The latest spate of problems were however fixed by simply updating our Linux instances with a higher number of file descriptors.
On one of the systems showing this local port issue, we noticed that the default setup for open files was at a mere 2,000.
[joakim@lapetus jetty]$ lsb_release -a
No LSB modules are available.
Distributor ID: Ubuntu
Description: Ubuntu 10.04 LTS
[joakim@lapetus jetty]$ ulimit -n
So we updated the /etc/security/limits.conf to bump this number up to 20,000, and this solved our bad local port issues (after a reboot)
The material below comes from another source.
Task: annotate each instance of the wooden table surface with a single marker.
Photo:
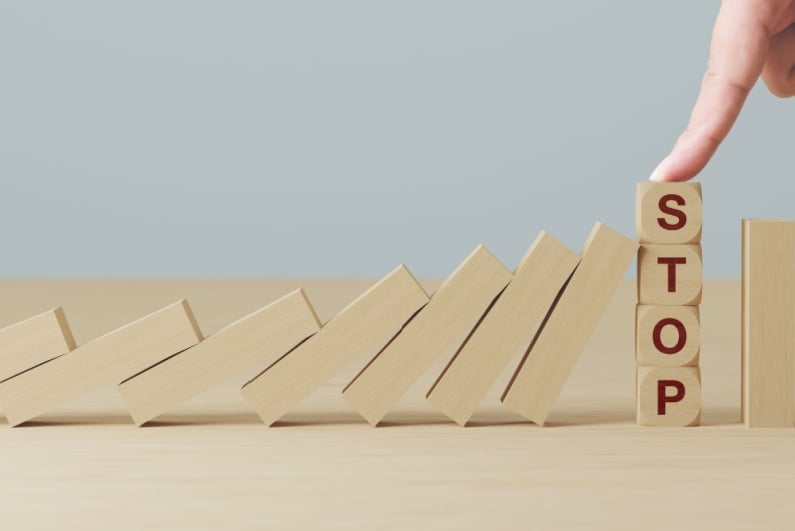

[joakim@lapetus jetty]$ grep nofile /etc/security/limits.conf
# - nofile - max number of open files
* hard nofile 40000
* soft nofile 20000
[joakim@lapetus jetty]$ ulimit -a | grep -i file
core file size (blocks, -c) 0
file size (blocks, -f) unlimited
open files (-n) 20000
file locks (-x) unlimited
This new ulimit helped our unit testing on the systems having issues. Our analysis shows that the aggressive unit testing that we do starts and stops a jetty server (on a system assigned port, using special port #0) consumes the socket at a rate faster than they can be recycled back into the "open files" ulimit, and caused our unit tests to eventually all fail due to a "-1" local port. See examples of error messages at https://bugs.eclipse.org/bugs/show_bug.cgi?id=310634
Having a loop that continues to attempt to start the server while looking for a valid port number (as seen in the Hadoop codebase) will not help in this excessive "open files" ulimit condition. The best choice we've been able to come up with is to simply increase the "open files" ulimit.